# Cleveland Cavaliers draft Anthony Bennett, Sergey Karasev, and Carrick Felix



## BlakeJesus (Feb 1, 2006)

Anthony Bennett is a pretty ballsy 1st overall pick, and it's not the way I would have gone. That being said, I can definitely see the appeal and in a draft like this you should follow your gut. He should be able to score and rebound at the next level, and he's going to need to polish his game no matter how they want to use him, but if he can live up to his potential this could be a fantastic snag for the Cavs.

Sergey Karasev was probably one of my 5 favorite players in this draft, has an NBA body at a young age and his three point stroke is absolutely money. In his professional league back in Russia he was one of the single best scorers at only 19, which is almost unheard of in international play. Seems to be very smooth with and without the ball in his ands, won't make too many wrong decisions, and I think he will fit in fantastically with Kyrie.

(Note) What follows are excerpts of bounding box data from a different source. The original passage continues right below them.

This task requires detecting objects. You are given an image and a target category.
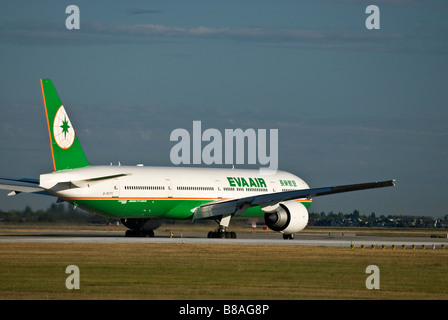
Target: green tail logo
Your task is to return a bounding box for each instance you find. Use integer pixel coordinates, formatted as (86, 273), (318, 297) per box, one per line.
(40, 79), (90, 171)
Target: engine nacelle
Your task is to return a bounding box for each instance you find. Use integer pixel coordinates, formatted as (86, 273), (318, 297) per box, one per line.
(264, 200), (308, 234)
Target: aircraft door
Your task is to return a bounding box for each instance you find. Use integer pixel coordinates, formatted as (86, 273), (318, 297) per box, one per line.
(112, 179), (120, 198)
(165, 179), (173, 198)
(215, 180), (222, 199)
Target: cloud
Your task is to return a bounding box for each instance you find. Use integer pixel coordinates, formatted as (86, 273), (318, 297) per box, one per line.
(127, 8), (163, 15)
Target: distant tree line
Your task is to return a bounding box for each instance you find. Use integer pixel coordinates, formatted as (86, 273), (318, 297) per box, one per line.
(0, 202), (448, 228)
(309, 210), (448, 228)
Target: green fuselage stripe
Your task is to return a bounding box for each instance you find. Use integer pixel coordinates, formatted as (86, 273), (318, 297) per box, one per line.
(69, 198), (311, 219)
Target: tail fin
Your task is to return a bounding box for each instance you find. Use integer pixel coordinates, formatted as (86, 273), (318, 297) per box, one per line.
(40, 79), (90, 171)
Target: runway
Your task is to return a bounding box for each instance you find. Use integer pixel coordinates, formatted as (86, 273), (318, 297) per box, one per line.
(0, 233), (448, 249)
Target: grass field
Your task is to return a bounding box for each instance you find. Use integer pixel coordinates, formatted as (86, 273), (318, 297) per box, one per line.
(0, 243), (448, 300)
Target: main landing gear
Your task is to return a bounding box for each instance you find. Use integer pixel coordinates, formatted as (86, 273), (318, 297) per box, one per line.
(207, 215), (236, 239)
(121, 219), (154, 238)
(207, 229), (236, 239)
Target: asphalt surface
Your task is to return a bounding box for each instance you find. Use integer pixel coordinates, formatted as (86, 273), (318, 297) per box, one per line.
(0, 232), (448, 249)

Carrick Felix was their 2nd round selection, and he's a guy that you can consider a low risk/high reward type. Out of high school he was academically ineligible to play D1 ball, and after two years at a JUCO he was going to go to Duke but apparently missed a math class and was denied admission. So he's got some character issues, but at 6'6" with a 6'9" wingspan and a 38.5 inch vert the kid is athletic. 203 pounds with only 3.3% body fat, and managed 15 bench press reps. He has all the physical tools you could ask for, and will be 23 at the start of next season. His play on the court is encouraging as well, good scorer who can shoot the deep ball, strong rebounder, moves very well without the ball, can finish around the rim, and seems to be a high energy player on both sides. Needs to keep his head on his shoulders, but as the 33rd pick in the draft it was absolutely a risk worth taking.

All in all I would be very encouraged as a Cavs fan, I wonder if you even want to bring in a big name vet with all this young talent on the roster. Let these guys get their minutes and keep in mind you're going to have to pay the ones you want when it's their time.


----------



## Basel (Mar 31, 2005)

I really don't know much about any of the guys Cleveland drafted. But the last couple of times they've had the 1st pick, they've done it right. I trust that they've done it again until they prove me wrong.


----------



## BlakeJesus (Feb 1, 2006)

I get the feeling Kyrie and Karasev are going to play quite well with eachother. He could end up being an absolute steal.


----------



## R-Star (Jun 13, 2002)

Canadians drafted first overall in consecutive years.

Gotta love it.


----------



## StevenMaxwell (Sep 11, 2013)

Cavaliers have a really bright future in store!


----------



## RollWithEm (Jul 16, 2002)

StevenMaxwell said:


> Cavaliers have a really bright future in store!


I'm still totally skeptical at these draft choices. This could backfire in a big way.


----------